Le premier long-métrage de Brad Bird est un chef d’œuvre de SF contant dans l’Amérique des années 50 l’amitié entre un jeune garçon et un robot…
THE IRON GIANT
1999 – USA
Réalisé par Brad Bird
Avec les voix de Eli Marienthal, Harry Connick Jr., Jennifer Aniston, Vin Diesel, James Gammon, Cloris Leachman, Christopher McDonald, John Mahoney
THEMA ROBOTS
À la fin des années 90, un vent d’audace souffle sur les studios Warner. Tandis que Disney domine le marché avec ses comédies musicales animées, un projet radicalement différent voit le jour : Le Géant de fer. À sa tête, Brad Bird, un ancien de chez Mickey désireux de faire bouger les lignes, après être passé par Les Simpsons où il aiguise sa narration et son sens du rythme. L’idée vient du roman The Iron Man, écrit par le poète Ted Hughes à l’attention de ses enfants. Embauché par Warner qui en a acquis les droits d’adaptation, Brad Bird propose de transposer l’histoire dans l’Amérique paranoïaque des années 50, au beau milieu de la guerre froide. Il injecte dans le scénario une vision personnelle, plus dramatique, en supprimant les chansons prévues initialement. Pas question pour lui de faire du Géant de fer une comédie musicale. Le film bénéficie d’une liberté créative rare pour un film de studio. Affichée sur les murs pendant la production, la question « Et si une arme avait une âme… et refusait de tuer ? » finit par devenir le mantra de tous les artistes à l’œuvre sur le film, reflétant la volonté de l’équipe de donner une dimension humaine au robot vedette. Loin des standards du genre, Le Géant de fer se dessine alors comme un OVNI. Ni conte musical, ni comédie familiale, il s’agira d’une fable pacifiste portée par une mise en scène d’une rare maturité.


Rockwell, Maine, 1957. Une nuit, un objet mystérieux tombe du ciel et s’écrase dans la mer. Le jeune Hogarth Hughes, rêveur invétéré et amateur de science-fiction, finit par le retrouver. C’est un robot géant, de plusieurs mètres de haut, aux yeux expressifs et à la curiosité d’enfant. Amnésique, pacifique et affamé de ferraille, le colosse devient l’ami improbable du garçon, qui s’efforce de le garder caché du monde.
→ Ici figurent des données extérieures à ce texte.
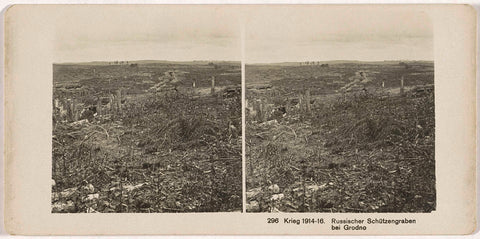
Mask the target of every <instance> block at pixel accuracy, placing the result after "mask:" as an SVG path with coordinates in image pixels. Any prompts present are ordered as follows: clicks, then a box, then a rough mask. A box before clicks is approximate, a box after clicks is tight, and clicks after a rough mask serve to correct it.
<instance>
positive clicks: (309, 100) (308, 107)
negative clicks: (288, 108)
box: [305, 89, 310, 113]
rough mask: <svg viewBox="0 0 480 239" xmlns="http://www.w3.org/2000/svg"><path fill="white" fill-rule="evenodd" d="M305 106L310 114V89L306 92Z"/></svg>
mask: <svg viewBox="0 0 480 239" xmlns="http://www.w3.org/2000/svg"><path fill="white" fill-rule="evenodd" d="M305 104H306V108H305V109H306V110H307V113H310V89H307V90H306V92H305Z"/></svg>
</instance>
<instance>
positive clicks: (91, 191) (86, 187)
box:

Avec l’aide de Dean, un ferrailleur marginal au look de beatnik, Hogarth installe le robot dans une décharge, où il peut s’alimenter sans alerter les autorités. Mais un agent du gouvernement, Kent Mansley, débarque en ville, bien décidé à enquêter sur les phénomènes étranges rapportés par les pêcheurs. Il flaire le mensonge du garçon et s’installe même chez les Hughes pour mieux le surveiller. À mesure que leur amitié se renforce, Hogarth découvre les capacités extraordinaires du géant… mais aussi ses zones d’ombre. Lorsqu’il est menacé, le robot semble activer un mode défensif redoutable, révélant une technologie de guerre enfouie. Qui est-il vraiment ? Une arme ? Un être pensant capable de choisir sa voie ?
« Et si une arme avait une âme ? »
À sa sortie en 1999, Le Géant de fer passe presque inaperçu. Et pourtant, vingt-cinq ans plus tard, il est devenu culte, considéré par beaucoup comme l’un des plus beaux films d’animation de tous les temps. Porté par une mise en scène d’une étonnante sobriété, le premier long-métrage de Brad Bird touche par ce qu’il évite : pas d’humour forcé, pas de clins d’œil appuyés, pas de morale assénée. À la place, une élégance discrète et une émotion à fleur de peau. Le design du robot, œuvre du talentueux Joe Johnston — maître d’œuvre de plusieurs concepts visuels de la première trilogie Star Wars et réalisateur de Rocketeer — est un modèle de lisibilité graphique. Son apparente simplicité, avec ses formes géométriques rétro et ses yeux lumineux, cache une expressivité bouleversante. Le géant n’a ni bouche ni sourcils, et pourtant il « joue », à la manière d’un acteur silencieux du muet. La musique de Michael Kamen accompagne ce ballet d’acier avec une douceur inattendue. Le compositeur livre ici une œuvre ample, mélodique, lyrique, qui épouse les émotions du récit. Enfin, difficile de ne pas saluer la finesse de l’écriture. Les personnages secondaires — notamment Dean, l’artiste outsider et Annie, mère courage — sont dessinés avec tendresse, tandis que le regard porté sur l’Amérique des années 50 évite la caricature. Le Géant de fer parle de choix, de peur, de sacrifice… mais aussi, et surtout, d’humanité. Un chef-d’œuvre discret qui continue de grandir avec le temps.